Return updated datetime and script name as a dataframe - python

49 views Asked by At

The overarching aim of my query is to monitor the functioning of scripts through TaskManager. I have numerous scripts that are being run as recurring time points. But I have no idea if the script is being executed or hasn't run for whatever reason.

I'm setting out to create a central monitoring file for all my scripts that will return the datetime and if it ran. More importantly, if it didn't execute.

For this question, I've got a test or dummy script will run for a period of 5 minutes and then it will be terminated.

I'll setup TaskManager to run this script every minute. I want to create a central df that appends the datetime, along with the name of the script.

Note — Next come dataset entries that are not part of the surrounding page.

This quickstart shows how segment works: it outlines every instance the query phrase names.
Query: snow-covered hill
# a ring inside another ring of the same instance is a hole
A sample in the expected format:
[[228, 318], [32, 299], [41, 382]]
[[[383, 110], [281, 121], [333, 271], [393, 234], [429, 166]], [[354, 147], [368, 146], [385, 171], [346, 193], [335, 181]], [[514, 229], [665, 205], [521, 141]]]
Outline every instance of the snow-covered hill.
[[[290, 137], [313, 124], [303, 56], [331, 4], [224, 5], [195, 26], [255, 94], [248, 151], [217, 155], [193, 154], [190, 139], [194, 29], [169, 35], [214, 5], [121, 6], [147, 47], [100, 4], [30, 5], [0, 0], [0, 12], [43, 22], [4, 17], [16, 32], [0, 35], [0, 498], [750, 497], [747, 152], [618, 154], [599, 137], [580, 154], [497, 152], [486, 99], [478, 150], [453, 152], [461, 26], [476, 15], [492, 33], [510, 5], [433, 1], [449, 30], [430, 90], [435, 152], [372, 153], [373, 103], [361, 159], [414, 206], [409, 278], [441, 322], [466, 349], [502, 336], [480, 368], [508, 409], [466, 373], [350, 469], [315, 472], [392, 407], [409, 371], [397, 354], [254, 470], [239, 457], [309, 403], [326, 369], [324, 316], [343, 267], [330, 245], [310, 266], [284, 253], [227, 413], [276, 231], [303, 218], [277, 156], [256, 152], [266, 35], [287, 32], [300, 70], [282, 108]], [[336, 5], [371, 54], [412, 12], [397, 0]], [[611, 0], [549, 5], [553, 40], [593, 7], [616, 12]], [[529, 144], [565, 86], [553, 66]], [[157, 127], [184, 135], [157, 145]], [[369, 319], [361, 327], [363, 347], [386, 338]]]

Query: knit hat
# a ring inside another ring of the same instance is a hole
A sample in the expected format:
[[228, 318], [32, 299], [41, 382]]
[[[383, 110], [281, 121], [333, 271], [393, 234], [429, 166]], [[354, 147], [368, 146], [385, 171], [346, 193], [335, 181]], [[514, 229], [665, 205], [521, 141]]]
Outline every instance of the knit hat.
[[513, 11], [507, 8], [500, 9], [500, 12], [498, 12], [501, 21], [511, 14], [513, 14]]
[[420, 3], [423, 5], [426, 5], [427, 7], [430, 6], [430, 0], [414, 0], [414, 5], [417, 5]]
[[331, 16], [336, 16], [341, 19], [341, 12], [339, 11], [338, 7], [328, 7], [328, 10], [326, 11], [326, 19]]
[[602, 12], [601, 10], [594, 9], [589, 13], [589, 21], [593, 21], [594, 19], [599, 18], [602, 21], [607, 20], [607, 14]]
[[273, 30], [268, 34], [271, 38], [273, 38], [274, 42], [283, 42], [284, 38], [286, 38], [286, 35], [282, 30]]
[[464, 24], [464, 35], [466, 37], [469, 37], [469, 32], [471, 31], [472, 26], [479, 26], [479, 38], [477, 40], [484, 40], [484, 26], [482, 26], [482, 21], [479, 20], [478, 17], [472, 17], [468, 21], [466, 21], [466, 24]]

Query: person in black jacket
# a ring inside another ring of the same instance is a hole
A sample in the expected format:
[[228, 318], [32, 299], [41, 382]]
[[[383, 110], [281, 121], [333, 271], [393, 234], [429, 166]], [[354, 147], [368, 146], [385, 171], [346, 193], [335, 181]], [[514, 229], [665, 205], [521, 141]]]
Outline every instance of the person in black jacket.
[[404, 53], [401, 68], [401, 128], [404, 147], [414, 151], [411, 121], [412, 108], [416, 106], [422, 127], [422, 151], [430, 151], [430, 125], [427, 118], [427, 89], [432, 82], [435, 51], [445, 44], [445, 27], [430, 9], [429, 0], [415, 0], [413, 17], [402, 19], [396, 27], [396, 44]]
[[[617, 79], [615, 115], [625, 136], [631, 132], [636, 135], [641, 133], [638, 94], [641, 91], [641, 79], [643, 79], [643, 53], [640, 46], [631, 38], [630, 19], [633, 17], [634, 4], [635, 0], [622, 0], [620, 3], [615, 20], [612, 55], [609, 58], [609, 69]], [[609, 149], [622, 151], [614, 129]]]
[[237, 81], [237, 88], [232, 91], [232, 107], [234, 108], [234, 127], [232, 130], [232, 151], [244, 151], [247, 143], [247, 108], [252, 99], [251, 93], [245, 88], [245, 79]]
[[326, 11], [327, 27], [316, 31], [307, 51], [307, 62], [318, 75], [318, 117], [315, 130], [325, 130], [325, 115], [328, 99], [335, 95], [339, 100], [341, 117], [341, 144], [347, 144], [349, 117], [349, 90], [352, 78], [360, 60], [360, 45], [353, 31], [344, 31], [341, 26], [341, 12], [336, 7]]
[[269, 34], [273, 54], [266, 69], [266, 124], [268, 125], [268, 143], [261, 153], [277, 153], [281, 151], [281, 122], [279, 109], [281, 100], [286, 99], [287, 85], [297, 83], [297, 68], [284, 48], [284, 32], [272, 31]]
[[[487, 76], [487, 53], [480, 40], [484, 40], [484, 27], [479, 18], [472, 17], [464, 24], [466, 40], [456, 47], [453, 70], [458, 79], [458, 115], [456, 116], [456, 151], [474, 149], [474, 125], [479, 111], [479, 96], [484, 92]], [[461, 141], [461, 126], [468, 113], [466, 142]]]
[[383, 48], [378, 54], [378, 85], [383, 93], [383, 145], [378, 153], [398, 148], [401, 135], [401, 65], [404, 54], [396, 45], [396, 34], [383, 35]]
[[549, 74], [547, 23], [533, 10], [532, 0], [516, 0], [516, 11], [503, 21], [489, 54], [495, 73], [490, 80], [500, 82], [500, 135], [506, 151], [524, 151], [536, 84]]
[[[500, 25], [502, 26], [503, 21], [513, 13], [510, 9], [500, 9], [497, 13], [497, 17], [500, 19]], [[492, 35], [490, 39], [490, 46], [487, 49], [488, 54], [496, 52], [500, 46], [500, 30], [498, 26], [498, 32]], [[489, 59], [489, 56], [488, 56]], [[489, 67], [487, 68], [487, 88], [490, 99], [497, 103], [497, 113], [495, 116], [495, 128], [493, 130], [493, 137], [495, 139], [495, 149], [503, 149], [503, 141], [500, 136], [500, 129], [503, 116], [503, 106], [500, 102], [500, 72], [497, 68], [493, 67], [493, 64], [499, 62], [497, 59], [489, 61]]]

That way, on the 6th minute when TaskManager runs, the script will not execute, which should be recorded as a null value.

import multiprocessing
import time
import pandas as pd
import datetime

# foo function
def foo(n):
    for i in range(10000 * n):

        test = pd.DataFrame(columns=['Script', 'DateTime', 'Processing'])

        test["DateTime"] = datetime.datetime.now()

        print(test)

        time.sleep(1)

        #return test

if __name__ == '__main__':

    p = multiprocessing.Process(target=foo, name="Foo", args=(10,))
    p.start()

    time.sleep(300)

    p.terminate()

    p.join()
1

There are 1 answers

0
Shavy On

Try this:

import multiprocessing
import time
import pandas as pd
import datetime

# Global DataFrame to store execution information
execution_log = pd.DataFrame(columns=['Script', 'DateTime', 'Processing'])

# foo function
def foo(script_name, n):
    for i in range(10000 * n):
        current_time = datetime.datetime.now()
        print(f"{script_name} is running at {current_time}")

        # Append information to the global DataFrame
        global execution_log
        execution_log = execution_log.append({'Script': script_name, 'DateTime': current_time, 'Processing': True},
                                             ignore_index=True)

        time.sleep(1)

if __name__ == '__main__':
    # Specify the script name
    script_name = "TestScript"

    # Create a multiprocessing process
    p = multiprocessing.Process(target=foo, name="Foo", args=(script_name, 5))
    p.start()

    # Wait for 5 minutes
    time.sleep(300)

    # Terminate the process
    p.terminate()
    p.join()

    # After termination, update the execution log
    execution_log.loc[execution_log['Script'] == script_name, 'Processing'] = False

    # Print the final execution log
    print(execution_log)

I've made the following changes:

  1. Moved the DataFrame creation outside the loop to prevent overwriting.
  2. Passed the script name as an argument to the foo function.
  3. Used a global DataFrame (execution_log) to keep track of script executions.
  4. Updated the script to append information to the global DataFrame.

This way, you can monitor the execution of your scripts over time, and the 'Processing' column will indicate whether a script is currently running or not.